Stock Market Result Update on IVRCL Infrastructure for 1QFY2012


Stock Market Result Update on IVRCL Infrastructure for 1QFY2012 with a Buy recommendation and a Target Price of `64 (12 months).

IVRCL Infrastructure (IVRCL) reported disappointing set of numbers for 1QFY2012, with lower-than-expected performance on all fronts despite our estimates being the lowest on street. We are revising our estimates downwards and have reduced our target P/E multiple to 7x from 8x to factor in poor performance in 1QFY2012, high interest rate scenario and persistent pessimism surrounding the sector. However, the recent sharp fall in IVRCL’s stock price has brought the stock at undemanding valuations of 0.5x P/BV on FY2013E (standalone). Hence, we maintain our Buy view on the stock.

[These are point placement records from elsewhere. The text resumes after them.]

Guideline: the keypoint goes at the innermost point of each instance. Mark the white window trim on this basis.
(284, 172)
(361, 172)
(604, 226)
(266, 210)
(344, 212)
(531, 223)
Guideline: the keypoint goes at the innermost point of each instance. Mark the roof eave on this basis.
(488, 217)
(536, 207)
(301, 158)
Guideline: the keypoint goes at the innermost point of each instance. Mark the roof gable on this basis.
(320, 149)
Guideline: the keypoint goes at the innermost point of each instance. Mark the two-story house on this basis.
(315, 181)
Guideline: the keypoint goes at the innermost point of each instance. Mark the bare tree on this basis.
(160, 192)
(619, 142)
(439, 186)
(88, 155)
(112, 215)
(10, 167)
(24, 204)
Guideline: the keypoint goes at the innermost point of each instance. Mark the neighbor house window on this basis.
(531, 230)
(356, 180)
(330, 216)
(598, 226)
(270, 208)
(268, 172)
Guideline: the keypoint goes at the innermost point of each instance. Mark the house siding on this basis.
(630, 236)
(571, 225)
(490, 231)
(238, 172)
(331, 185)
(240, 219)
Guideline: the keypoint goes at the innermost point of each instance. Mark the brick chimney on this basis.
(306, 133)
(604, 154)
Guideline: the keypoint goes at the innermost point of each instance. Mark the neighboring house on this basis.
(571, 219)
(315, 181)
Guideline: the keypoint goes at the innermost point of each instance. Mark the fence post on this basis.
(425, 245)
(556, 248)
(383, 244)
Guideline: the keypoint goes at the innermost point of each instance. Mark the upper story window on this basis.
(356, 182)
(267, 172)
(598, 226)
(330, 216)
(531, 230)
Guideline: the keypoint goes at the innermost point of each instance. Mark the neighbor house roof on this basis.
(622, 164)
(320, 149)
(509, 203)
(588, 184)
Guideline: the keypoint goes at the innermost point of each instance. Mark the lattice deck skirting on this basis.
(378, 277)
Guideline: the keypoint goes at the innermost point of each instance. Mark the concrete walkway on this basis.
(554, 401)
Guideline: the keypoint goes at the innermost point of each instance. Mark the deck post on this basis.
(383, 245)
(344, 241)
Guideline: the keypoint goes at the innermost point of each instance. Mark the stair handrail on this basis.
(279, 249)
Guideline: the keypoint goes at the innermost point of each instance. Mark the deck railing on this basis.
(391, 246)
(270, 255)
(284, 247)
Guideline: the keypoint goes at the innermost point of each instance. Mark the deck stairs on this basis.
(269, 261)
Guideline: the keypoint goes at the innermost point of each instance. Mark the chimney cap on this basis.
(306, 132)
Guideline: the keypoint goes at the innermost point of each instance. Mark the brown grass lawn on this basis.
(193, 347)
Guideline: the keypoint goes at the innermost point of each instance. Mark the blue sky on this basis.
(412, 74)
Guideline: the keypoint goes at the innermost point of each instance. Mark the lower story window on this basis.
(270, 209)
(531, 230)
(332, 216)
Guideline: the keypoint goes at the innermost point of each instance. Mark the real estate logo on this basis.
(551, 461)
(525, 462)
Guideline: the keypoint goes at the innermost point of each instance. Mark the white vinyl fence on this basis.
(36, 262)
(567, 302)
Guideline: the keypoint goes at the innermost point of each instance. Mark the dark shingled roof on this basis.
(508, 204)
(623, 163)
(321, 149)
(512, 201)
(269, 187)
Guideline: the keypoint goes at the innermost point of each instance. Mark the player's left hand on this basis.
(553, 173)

Results disappoint, despite low expectations: IVRCL reported abysmal 1.6% yoy top-line growth to `1,124.3cr (`1,106.4cr), below our and street estimates. On the operating margin front, the company posted dismal margin of 7.6% (9.1%), a dip of 150bp yoy, against our estimate of 8.9% owing to commodity price pressures, high labour charges and ineligibility to pass on escalations in water projects (primarily in Tamil Nadu region). Further, IVRCL reported a shocking 85.0% yoy decline on the earnings front to `4.2cr (`28.1cr), against our estimate of `15.9cr and consensus estimate of `22.3cr. This was primarily on account of low margin and higher interest cost (`62.8cr).
Outlook and valuation: We have valued IVRCL on an SOTP basis. The company’s core construction business is valued at P/E of 7x FY2013E EPS of `6.3 (`44.2/share), whereas its stake in subsidiaries IVR Prime (`15.0/share) and Hindustan Dorr-Oliver (`4.5/share) has been valued on mcap basis, post assigning a 20% holding company discount. At the CMP of `40, the stock is trading at 6.3x FY2013E EPS and 0.5x FY2013E P/BV on a standalone basis and adjusting for its subsidiaries at 3.2x FY2013E EPS and 0.2x FY2013E P/BV. Therefore, on the back of the company’s robust order book-to-sales ratio (2.7x FY2011 revenue, adjusted for L1 and slow-moving orders) and attractive valuations, we maintain our Buy view on the stock with a target price of `64.